I doubt that my grade-school experiences were uniquely positive. It may just be that as the world continues to become more complex—the downside of the internet is that the news has become All Bad News, All The Time; i.e. doom and gloom is TOO accessible now—it's harder to find time to make education into the overall positive and encouraging experience it ought to be. Certainly One Night Stanzas is a good way to address that problem.

And at the same time, my experience has been that every single poet who really discovered and pursued the creative poetry fire in themselves did so entirely on their own power, school or no. Most of the great artists I have known or read about were and are autodidacts. They went off and taught themselves. Many of these never even had diplomas.

The truth is, school can only get you started: it is not intended, and never was, to supply all the answers to all the questions. I had a good education because it taught my HOW to go off and teach myself. It's too easy to focus on the limitations and failures of schooling. It's much more difficult yet necessary to focus on one's own self-discipline as a life-long learner.

Perhaps this is what lies at the heart of the contradiction about explaining poetry: That part of us already knows, even if that part is still pre-verbal, that we're not going to get any explanation that will make sense to us, because the art itself is beyond analysis. Analysis can only take us so far, and we know it.

Explanations are all meta-. They are meta-poetry, meta-art. Theory explains, but it has never been able to successfully dictate art-making.

Jim Murdoch said...

Art, I think on the point of explanations I don't mind if the poet explains something about the poem as I often do in my posts, what I objected to at school were teachers who had no passion for poetry doing dry, by-the-numbers dissections of the same poems year in and year out. I'm not going to explain all my poetry – I couldn't – but I will happily explain some of it so that new poets can learn from me. It was what I was looking for when I was young and even now I want to ask people why they do the things they do, what were they hoping to express or add to the piece? My experience of school was clearly very different to you. No one, at an age when I would appreciate it, taught me to write poetry. At primary school, yes, we were asked to write poetry and it was assumed because we'd read a bit that we'd just know how. And what we produced is what you would expect, bad rhymes and poor rhythms.

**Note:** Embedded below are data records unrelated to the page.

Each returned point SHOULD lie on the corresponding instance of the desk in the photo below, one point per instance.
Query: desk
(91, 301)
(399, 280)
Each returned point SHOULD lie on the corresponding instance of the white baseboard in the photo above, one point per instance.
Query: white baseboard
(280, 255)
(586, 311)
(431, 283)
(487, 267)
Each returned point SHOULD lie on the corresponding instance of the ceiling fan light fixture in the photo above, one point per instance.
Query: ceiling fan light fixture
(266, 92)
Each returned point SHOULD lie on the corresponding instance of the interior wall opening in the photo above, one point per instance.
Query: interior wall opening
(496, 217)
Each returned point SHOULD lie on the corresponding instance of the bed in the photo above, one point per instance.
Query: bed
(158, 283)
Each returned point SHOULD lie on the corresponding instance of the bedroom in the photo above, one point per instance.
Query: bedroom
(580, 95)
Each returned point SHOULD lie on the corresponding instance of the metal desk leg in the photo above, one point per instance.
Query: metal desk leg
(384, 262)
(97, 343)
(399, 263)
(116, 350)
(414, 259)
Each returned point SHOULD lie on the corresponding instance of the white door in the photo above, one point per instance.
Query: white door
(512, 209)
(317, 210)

I agree, people need to make poetry their own, but there are techniques to poetry and these can be taught. Not every new poet is keen to learn, many want to do their own thing and sure they will stumble upon metaphors and onomatopoeias and oxymorons all by themselves; they may not know the names for what they're doing but they'll do it anyway. My own daughter was super-resistant to being taught anything and she hardly showed me a thing she wrote; I never pushed and now she's a grown woman I've still seen hardly anything she's ever written. I just don't think that being chucked in the deep end is the only way to learn to swim. That said, you can't learn to swim from looking at a book, can you?

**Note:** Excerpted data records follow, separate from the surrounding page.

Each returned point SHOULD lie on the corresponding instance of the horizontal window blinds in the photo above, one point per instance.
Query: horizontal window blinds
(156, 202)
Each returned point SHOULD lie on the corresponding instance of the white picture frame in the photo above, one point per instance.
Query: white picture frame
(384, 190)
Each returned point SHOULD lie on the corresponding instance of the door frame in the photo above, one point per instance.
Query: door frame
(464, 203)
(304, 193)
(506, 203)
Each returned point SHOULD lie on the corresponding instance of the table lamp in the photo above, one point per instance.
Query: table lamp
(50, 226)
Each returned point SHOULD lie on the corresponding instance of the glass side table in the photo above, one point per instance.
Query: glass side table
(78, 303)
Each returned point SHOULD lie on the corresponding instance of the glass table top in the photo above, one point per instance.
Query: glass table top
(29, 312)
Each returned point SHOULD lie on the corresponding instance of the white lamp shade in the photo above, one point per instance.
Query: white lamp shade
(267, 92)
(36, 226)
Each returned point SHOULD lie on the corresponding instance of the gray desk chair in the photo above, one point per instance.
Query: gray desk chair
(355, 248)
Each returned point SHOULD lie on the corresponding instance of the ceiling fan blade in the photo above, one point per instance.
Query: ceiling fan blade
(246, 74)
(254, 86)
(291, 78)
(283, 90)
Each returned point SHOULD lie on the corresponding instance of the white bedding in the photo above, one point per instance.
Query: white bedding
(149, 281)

I look forward to seeing what Claire can come up with and I'm happy to support her in what ways I can. And if I learn something on the way then that'll be a bonus.

Art Durkee said...

I never meant to imply poets shouldn't know their craft. I just always want to be clear that craft serves the inspiration—having something to say—and not the other way around. it seems to me a lot of those obscure puzzle-box poems we've been inflicted by for awhile now are precisely those poems in which craft dominates everything else.

The problem is, we CAN teach craft, but we CANNOT teach inspiration. If a poet has nothing to say, nothing in the world can save the poem.

I'm fine with talking about the poem, talking about the process of making the poem. And I'm with you about dry dissections as analyses. I just want to be certain that talking about the poem doesn't kill the experience of inhabiting the poem as an aesthetic experience. over-explanations can kill the fun even if they're not dry dissections. It's a fine line that needs to be carefully watched, that's all.